The flowers carpet a swath of land stretching from the south bank of the river to Highway 22 on the coastal plain of the Mediterranean Sea, between Julis and Histadrut bridges.

According to the Kishon River Authority, this area was once famous for its majestic flower displays. Until 1995, more than 250,000 wild narcissus flowers bloomed here simultaneously.

A mixture of industrial pollution and over-picking – today, it is against the law to pick wildflowers — turned the banks of the Kishon into wasteland. Moreover, the Ports Authority sanctioned some of the land for container storage.

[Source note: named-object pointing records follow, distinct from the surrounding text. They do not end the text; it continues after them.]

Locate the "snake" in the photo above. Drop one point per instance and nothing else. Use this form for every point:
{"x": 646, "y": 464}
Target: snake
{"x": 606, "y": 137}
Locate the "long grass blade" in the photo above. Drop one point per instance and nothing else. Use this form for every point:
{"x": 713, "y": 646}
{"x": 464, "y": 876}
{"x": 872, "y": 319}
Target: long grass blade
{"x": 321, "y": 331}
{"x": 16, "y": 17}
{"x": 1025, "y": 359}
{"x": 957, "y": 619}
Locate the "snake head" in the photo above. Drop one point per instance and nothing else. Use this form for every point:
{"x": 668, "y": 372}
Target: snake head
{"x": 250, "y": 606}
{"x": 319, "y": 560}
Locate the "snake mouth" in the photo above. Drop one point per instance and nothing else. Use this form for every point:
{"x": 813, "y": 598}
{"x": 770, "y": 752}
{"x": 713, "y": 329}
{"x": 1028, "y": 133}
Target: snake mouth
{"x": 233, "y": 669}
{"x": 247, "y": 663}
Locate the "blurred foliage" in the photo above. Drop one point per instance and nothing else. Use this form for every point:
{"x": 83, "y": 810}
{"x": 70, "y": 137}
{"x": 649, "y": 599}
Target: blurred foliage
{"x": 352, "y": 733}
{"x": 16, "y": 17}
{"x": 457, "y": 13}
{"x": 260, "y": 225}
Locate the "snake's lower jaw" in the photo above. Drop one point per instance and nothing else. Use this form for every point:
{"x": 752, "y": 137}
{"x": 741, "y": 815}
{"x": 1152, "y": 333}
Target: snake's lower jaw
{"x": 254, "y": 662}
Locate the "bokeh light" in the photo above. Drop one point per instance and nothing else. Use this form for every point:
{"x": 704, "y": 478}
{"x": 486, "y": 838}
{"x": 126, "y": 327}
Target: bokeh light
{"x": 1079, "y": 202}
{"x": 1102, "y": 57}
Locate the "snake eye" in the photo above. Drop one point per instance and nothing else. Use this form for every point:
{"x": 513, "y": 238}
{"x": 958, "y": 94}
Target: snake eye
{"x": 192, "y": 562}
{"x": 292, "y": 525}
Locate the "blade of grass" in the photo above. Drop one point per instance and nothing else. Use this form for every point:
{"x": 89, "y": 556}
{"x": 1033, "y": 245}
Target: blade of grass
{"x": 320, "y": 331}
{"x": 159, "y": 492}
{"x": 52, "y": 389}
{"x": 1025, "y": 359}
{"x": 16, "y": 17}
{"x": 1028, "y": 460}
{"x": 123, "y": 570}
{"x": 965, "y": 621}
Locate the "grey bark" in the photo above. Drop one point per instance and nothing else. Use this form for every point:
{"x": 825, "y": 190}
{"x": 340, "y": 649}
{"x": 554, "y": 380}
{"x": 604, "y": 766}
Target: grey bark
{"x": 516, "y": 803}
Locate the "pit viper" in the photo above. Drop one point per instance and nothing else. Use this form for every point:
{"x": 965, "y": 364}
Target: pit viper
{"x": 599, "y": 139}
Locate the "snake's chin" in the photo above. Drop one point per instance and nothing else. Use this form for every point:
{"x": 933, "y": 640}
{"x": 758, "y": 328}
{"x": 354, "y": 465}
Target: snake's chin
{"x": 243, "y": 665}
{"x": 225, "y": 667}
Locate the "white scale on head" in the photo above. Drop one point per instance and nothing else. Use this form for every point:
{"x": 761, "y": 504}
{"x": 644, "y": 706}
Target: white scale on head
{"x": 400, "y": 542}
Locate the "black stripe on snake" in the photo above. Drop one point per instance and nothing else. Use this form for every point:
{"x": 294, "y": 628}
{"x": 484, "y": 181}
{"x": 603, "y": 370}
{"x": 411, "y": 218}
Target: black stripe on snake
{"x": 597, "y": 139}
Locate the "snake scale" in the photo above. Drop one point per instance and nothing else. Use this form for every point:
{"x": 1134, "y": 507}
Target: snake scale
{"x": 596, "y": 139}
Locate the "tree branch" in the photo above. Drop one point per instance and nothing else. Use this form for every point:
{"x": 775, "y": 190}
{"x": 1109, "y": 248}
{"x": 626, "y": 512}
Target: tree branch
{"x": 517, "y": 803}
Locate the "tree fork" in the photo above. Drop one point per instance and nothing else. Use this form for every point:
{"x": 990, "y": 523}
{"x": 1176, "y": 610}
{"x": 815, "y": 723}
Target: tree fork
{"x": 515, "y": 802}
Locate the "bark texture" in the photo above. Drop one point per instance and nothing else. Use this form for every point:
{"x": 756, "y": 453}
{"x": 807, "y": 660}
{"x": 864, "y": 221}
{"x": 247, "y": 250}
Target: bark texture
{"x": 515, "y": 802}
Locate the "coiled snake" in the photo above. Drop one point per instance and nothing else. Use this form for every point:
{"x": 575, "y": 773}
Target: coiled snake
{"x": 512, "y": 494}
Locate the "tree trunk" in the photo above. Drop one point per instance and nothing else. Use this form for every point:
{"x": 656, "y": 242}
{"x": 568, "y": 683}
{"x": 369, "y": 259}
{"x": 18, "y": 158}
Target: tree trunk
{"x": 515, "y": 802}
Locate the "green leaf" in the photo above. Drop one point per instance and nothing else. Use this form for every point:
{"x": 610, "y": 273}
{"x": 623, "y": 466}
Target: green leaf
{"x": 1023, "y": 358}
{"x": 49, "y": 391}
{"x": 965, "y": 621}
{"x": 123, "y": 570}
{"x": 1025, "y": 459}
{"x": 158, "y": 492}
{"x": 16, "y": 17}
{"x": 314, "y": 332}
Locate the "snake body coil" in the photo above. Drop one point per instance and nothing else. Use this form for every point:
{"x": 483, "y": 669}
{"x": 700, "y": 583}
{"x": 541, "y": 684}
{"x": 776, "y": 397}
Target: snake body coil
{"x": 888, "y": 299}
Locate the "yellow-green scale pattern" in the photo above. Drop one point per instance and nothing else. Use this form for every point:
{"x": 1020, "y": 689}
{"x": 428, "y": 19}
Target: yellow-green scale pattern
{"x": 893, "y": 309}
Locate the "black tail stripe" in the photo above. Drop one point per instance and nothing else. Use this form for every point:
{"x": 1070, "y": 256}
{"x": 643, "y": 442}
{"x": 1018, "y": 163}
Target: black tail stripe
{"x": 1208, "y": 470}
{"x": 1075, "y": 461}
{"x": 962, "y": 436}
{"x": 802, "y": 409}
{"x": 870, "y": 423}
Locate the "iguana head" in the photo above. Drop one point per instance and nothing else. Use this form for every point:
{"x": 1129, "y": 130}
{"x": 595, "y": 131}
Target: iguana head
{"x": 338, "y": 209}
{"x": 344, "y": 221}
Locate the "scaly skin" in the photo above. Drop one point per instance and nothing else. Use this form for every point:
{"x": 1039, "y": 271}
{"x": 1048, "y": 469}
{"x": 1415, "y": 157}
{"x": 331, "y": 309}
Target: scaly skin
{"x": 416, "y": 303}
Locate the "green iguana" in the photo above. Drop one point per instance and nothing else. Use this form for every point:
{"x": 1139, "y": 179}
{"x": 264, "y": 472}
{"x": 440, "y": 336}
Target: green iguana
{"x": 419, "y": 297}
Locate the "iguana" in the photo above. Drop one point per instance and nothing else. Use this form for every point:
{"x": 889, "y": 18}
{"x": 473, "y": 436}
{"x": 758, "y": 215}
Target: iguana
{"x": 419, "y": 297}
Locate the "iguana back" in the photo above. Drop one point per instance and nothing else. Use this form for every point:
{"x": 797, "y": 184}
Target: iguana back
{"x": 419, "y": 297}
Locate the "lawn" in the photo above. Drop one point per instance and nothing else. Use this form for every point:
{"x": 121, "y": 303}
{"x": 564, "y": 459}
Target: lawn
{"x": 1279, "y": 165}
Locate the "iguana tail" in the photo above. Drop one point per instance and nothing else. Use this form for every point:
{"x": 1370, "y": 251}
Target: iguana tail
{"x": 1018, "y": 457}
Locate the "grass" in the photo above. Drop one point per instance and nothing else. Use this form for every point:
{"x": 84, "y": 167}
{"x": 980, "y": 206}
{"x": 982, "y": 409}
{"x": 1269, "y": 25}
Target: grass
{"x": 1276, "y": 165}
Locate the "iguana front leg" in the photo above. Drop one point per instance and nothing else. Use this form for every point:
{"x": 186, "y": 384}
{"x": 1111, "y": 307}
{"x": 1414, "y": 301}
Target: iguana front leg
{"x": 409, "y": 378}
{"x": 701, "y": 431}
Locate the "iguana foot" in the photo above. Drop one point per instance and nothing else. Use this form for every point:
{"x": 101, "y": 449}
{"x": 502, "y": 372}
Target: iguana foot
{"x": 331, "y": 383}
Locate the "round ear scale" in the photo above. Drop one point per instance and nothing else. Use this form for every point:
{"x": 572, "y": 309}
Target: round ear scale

The return of the blooming narcissus flowers is another sign of the successful efforts by the Environmental Protection Ministry and Kishon River Authority to revive this 43.5-mile river and its banks.

Narcissus flowers carpeting the Kishon River banks. Photo by Olga Vdov/Kishon River Authority
Narcissus flowers carpeting the Kishon River banks. Photo by Olga Vdov/Kishon River Authority

“We view the few remaining open fields along the slopes of the Kishon River with great importance. The Kishon River Authority is working hard to preserve these areas in order to maintain the unique nature this place offers,” Kishon River Authority CEO Sharon Nissim said.

In related news, large cormorants on winter migration have chosen the Kishon River banks as their resting place. For the fourth year in a row, a record-breaking number of these birds are back to nest on the rehabilitated banks of what was once Israel’s most polluted streambed.

Nissim said the Kishon River Authority counted nearly 2,000 birds this month.

The Kishon River has become a destination for ecologists from around the globe to see how the authority monitors the river and conserves wildlife habitats in and around the Kishon.